While Conversica CEO Jim Kaskade declined to comment on the amount of the initial payment, he acknowledged that the subsidized fee was received for exploring how the language model could be used more effectively.
“If they actually try to cancel, they’ll charge more,” Kaskade said.
How to change

It is not clear that AI computing will remain expensive as the industry evolves. Companies that make basic models, semiconductor manufacturers, and startups all see business opportunities in reducing the price of AI software.
Nvidia, which has about 95% of the market for AI chips, continues to develop more powerful versions designed specifically for machine learning, but improvements in total chip power across the industry have slowed over time.

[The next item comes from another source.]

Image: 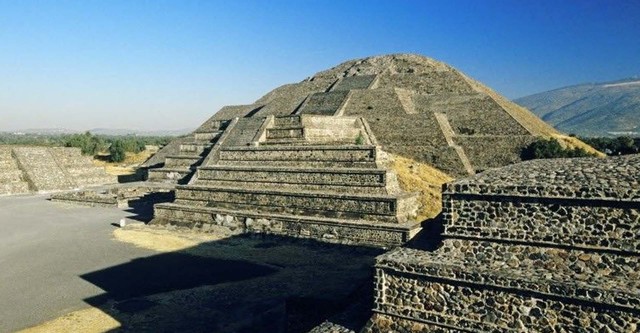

Still, Nvidia CEO Jensen Huang believes that in 10 years, AI will be a million times more efficient due to improvements not only in chips, but also in software and other computer parts.
“Moore’s law, on the best day, will deliver 100x within a decade,” Huang said last month on an earnings call. “By creating new processors, new systems, new interconnections, new frameworks and algorithms, and working with data scientists, AI researchers on new models, in all these ranges, we have made the process of large language models a million times faster.”
Some startups have focused on the high cost of AI as a business opportunity.
“No one said you had to build something designed for inference. What would it look like?” said Sid Sheth, founder of D-Matrix, initially building a system to save money on inference by doing more processing in computer memory, as opposed to on the GPU.
“People are now using GPUs, NVIDIA GPUs, to do most of their inference. They’re buying DGX systems that NVIDIA sells that cost a ton of money. The problem with inference is that the workload increases rapidly, which is what happened in ChatGPT. , so like a million users in five days. There’s no way your GPU capacity can keep up because it’s not built for that. It’s built for training, for graphics acceleration,” he said.
Delangue, CEO of HuggingFace, believes that more companies will focus more on small and specific models that are cheaper to train and launch, rather than large language models that get the most attention.
Meanwhile, OpenAI announced last month that it is reducing the cost for companies to access the GPT model. Now charging one-fifth of one cent for about 750 words of output.
OpenAI’s lower price has attracted AI makers Dungeon Latitude.
“I really have to say that there are big changes that we’re excited to see happening in the industry and we’re constantly evaluating how we can provide the best experience for our users,” said a Latitude spokesperson. “Latitude will continue to evaluate all AI models to make sure we have the best games out there.”